# Foros Todo sobre Agricultura Horticultura  LA CHALOTA (Allium ascalonicum)

## Ararat

La chalota, es una hortaliza que en tiempos de la colonia y hasta en la actualidad se venía cultivando tanto en los valles costeros como interandinos del Perú y que pasó desapercibida ya que se le llamaba simplemente cebolla roja o colorada.
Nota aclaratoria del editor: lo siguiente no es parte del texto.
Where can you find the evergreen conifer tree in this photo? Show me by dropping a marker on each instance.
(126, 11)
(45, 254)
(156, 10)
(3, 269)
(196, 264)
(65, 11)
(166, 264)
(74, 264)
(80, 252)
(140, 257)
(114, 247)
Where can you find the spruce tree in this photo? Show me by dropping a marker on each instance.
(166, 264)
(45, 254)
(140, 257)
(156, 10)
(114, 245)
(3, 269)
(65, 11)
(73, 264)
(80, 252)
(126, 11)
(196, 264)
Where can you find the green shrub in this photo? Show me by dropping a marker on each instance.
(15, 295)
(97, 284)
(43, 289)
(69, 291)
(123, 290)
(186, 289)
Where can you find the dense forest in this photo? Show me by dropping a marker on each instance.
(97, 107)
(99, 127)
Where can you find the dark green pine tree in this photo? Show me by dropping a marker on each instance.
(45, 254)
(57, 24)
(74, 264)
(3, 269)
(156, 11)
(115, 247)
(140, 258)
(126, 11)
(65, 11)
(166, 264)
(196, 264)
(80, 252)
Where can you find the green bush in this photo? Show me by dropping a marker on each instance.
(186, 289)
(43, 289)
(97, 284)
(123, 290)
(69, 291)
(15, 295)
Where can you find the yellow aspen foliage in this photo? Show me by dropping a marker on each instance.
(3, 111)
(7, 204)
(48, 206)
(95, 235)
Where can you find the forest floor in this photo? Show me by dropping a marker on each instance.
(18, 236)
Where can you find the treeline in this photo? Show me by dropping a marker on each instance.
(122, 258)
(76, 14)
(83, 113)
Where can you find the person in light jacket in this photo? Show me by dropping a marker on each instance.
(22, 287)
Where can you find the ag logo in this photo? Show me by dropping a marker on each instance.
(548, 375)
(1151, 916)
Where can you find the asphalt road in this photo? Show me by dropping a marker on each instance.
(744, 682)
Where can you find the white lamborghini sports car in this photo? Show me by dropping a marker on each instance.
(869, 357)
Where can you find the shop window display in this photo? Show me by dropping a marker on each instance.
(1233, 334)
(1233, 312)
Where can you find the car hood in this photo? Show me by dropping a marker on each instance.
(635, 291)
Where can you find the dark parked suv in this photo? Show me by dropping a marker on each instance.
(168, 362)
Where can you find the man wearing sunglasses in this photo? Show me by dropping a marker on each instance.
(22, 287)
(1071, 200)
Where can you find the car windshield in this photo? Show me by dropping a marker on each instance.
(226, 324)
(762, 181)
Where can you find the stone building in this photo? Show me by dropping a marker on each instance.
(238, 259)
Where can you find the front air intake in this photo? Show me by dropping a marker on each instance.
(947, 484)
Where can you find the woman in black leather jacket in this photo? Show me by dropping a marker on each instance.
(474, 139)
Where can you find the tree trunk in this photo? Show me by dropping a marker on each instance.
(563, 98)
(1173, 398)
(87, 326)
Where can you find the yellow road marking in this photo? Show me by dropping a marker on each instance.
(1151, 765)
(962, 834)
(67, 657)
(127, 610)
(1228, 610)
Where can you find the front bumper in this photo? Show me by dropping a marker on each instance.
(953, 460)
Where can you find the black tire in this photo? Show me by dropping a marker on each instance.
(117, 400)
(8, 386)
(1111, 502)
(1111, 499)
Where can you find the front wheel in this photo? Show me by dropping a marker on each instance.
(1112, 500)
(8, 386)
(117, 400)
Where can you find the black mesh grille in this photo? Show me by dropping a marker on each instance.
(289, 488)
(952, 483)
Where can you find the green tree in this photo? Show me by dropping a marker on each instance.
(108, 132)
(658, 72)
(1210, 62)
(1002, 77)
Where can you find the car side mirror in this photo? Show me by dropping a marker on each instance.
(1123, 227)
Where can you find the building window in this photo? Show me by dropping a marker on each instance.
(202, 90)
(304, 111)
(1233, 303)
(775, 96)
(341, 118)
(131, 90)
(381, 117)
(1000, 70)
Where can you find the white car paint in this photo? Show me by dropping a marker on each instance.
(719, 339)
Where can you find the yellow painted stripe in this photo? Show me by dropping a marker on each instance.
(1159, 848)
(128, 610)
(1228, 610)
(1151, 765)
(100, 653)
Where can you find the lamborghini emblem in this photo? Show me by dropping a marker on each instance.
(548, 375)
El cultivo de esta liliácea disminuyó por ser considerada una 'cebolla de inferior calidad' que al no tener las características estéticas de una cebolla porque no lo es, fué reemplazada sin saberlo por la cebolla morada o colorada.
El sabor de la chalota y la textura de la chalota son ligeramente muy superiores al de la cebolla, (entre un ajo y una cebolla) hay poquísimos agricultores que mantenian el cultivo de esta hortaliza sin saber que era una chalota, todavía deben quedar algunos.

----------


## THIERRY

hace tiempo que busco semilla de chalota, me pueden ayudar?

----------


## Ararat

En Sudamérica solo en Chile se puede conseguir semillas de chalota de calidad.  *Bejo Andes Ltda.* 
 Ebro 2740 Oficina 301
Las Condes, Santiago
+56 2 2335 1897 info@bejoandes.cl  Chalota | Bejo Chili

----------


## THIERRY

Es casi imposible traer de chile. todo un problema. muchas gracias por la respuesta.

----------


## Ararat

En Mendoza y San Juan Argentina tambien hay viveros certificados que producen semillas de chalota, mayormente productores de ajos y cebollas.

----------